China achieved some success in its reform agenda in two key areas. First, it has lifted the share of its national output from innovation-oriented industries. The weight of innovative industries as a share of all industrial sector value-added (IVA) in China continued a trend of steady growth led by the automotive sector, reaching a new peak in 3Q2017.

The second area of progress is the environment. Measures of air quality have continued to improve, and while water quality has gotten worse, that outcome can be attributed to short-term weather conditions. With overall environmental enforcement being meaningfully stepped up, air quality should continue a positive trend, and be joined by water in the near future.

In four economic reform clusters there was evidence of backward movement:

  • Competition policy: Merger reviews as a percentage of total mergers for foreign-involved and domestic transactions.  Domestic firms continue to remain far less likely than foreign firms to face a merger review investigation. This quarter, the gap in fact widened, with foreign enterprises facing highly increased odds of a merger review.
  • Fiscal affairs: Local government expenditures compared to financial resources. Measures of local fiscal gaps improved slightly, but with mandated fiscal expenditures still at 144% of total revenue, this picture is still slipping backward despite central government pledges to fix the fiscal balance. There is a clear need for significant reform to China’s fiscal regime, given high local government debt levels paired with mandates to deliver growth and satisfy social spending obligations.
  • Labor reform: Wage growth relative to GDP. Less protected migrant workers saw their wage growth rate lag below GDP growth for the sixth consecutive quarter. Wages for China’s 180 million migrants, who make up 20% of the country’s workforce, went up 5.2% after inflation, while the overall economy they supported grew at 6.8%. In other words, migrant workers are not benefiting from growth.
  • Land reform: Land area officially recognized as reformed. Several pilot programs designed to allow market forces to set rural land prices moved forward, but barely touched the large swath of rural nonagricultural land available for reform.

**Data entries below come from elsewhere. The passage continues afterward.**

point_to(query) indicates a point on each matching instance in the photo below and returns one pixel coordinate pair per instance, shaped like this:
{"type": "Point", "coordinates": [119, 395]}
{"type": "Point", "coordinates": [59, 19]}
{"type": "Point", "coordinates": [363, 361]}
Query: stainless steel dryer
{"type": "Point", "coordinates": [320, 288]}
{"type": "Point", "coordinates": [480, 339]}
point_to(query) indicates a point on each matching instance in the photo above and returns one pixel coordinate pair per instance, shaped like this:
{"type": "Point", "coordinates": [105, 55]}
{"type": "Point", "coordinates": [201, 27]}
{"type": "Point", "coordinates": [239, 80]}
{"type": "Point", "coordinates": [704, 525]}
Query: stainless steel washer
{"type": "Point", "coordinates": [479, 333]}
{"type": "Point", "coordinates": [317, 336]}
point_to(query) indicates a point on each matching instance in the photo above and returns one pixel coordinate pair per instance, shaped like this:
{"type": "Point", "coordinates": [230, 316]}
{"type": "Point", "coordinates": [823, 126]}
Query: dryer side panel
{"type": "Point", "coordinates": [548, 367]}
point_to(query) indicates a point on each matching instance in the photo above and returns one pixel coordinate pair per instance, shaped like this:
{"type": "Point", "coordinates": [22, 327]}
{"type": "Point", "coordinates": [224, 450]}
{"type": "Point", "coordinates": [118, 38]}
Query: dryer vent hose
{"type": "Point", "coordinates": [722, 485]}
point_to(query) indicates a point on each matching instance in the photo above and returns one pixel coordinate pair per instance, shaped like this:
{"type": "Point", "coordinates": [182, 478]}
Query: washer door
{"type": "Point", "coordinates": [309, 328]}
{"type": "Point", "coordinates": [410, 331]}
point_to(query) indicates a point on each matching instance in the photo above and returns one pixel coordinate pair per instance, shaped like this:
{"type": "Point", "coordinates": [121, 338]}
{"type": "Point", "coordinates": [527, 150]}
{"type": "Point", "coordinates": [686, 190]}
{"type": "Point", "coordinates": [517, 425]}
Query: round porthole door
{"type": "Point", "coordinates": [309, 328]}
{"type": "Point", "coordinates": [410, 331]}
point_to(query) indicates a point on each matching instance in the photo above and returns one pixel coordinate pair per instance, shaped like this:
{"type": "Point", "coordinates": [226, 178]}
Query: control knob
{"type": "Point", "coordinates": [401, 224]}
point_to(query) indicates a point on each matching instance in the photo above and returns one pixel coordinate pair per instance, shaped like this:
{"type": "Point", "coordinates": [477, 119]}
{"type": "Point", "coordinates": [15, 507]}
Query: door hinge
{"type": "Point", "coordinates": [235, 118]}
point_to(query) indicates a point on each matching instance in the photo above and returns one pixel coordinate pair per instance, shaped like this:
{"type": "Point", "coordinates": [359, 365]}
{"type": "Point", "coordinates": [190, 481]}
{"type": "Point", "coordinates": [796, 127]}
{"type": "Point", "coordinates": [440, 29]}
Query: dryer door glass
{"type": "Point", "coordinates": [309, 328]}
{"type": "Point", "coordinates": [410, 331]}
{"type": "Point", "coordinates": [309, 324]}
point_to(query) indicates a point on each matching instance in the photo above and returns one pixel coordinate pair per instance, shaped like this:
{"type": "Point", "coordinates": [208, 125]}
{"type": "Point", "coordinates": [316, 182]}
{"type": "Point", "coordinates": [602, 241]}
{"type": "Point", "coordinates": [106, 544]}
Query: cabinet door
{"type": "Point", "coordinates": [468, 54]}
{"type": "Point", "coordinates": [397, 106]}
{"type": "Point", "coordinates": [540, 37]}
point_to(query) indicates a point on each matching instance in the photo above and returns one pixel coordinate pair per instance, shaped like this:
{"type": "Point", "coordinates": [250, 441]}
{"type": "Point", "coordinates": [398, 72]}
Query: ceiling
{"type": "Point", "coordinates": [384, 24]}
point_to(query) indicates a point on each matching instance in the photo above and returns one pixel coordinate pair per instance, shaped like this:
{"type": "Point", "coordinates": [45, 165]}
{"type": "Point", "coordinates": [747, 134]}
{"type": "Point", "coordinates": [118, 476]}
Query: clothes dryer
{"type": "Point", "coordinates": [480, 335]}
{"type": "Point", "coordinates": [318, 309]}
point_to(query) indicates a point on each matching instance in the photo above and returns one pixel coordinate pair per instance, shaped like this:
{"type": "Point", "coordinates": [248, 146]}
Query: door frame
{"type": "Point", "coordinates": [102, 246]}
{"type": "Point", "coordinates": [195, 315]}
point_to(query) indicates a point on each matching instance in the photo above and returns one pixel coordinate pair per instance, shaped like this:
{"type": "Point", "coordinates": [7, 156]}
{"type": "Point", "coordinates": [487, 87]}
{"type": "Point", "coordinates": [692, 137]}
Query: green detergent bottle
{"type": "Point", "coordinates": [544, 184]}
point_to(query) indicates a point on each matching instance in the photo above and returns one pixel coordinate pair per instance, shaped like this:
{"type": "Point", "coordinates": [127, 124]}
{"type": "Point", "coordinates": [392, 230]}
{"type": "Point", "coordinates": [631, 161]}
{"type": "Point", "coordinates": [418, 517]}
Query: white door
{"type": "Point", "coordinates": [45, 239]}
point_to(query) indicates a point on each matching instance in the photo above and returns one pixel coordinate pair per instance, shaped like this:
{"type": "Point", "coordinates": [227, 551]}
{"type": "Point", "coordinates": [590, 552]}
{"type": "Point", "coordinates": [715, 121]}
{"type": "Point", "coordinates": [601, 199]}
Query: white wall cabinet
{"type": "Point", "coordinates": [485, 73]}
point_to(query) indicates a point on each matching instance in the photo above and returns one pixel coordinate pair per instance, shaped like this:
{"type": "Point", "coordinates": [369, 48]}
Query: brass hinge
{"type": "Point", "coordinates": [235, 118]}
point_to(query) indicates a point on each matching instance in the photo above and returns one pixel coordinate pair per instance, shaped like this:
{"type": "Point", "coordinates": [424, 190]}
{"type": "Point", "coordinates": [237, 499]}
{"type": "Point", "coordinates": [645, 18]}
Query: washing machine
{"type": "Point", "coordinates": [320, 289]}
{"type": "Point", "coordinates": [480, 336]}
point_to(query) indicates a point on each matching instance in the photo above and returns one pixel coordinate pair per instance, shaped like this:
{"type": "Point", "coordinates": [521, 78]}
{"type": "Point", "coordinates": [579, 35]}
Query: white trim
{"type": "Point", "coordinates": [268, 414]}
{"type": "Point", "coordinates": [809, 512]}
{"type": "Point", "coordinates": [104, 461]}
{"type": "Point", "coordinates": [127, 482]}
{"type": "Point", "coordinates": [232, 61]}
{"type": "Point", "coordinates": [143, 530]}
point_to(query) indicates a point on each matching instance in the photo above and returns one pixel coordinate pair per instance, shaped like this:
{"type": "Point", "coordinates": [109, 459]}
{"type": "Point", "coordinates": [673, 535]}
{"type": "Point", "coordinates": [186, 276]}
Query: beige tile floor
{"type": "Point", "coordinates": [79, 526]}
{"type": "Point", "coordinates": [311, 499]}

Four other areas of reform delivered mixed results or held at a standstill:

  • Cross-border investment. Sum of cross-border investment flows as share of GDP. The ratio of cross-border capital flows to GDP slightly recovered in the second and third quarters, but remained well below pre-2017 levels. The ratio was 6.2% in the first three quarters of 2017, well below the 8% to 9% average of recent years. China remains minimally engaged on the broader globalization dimension of cross-border capital flows. It has been deeply cautious in opening its financial accounts.
  • Financial system: Ratio of gross capital formation to GDP growth (two-quarter lag). China’s capital output ratio (QuICOR) is very high, reflecting low investment efficiency. The ratio was 6.98 on a four-quarter moving average (4qma) basis in the third quarter, down slightly from 7.04 previously. This improvement is insufficient to mitigate risk. Financial efficiency remains far from normal.
  • Trade: Composite index of trade liberalization for high-protection sectors. The composite index stands in neutral, indicating no discernable increase in Chinese imports of highly protected products. Implementation of trade liberalization plans in services – such as easing foreign investment caps in financial services – is a future possibility, but not a current reality. Newly announced tariff cuts on imports of certain consumer goods, such as pharmaceuticals and cosmetics, are encouraging.
  • State-owned enterprises: SOE revenue shares for listed companies. Seen through the lens of state share of revenue from listed firms, SOE reform made no real progress this quarter. The share of revenue captured by listed SOEs in “normal” industries – those that Beijing has identified as suitable to market competition – held constant.

The next quarterly update of the China economic dashboard will be available in April.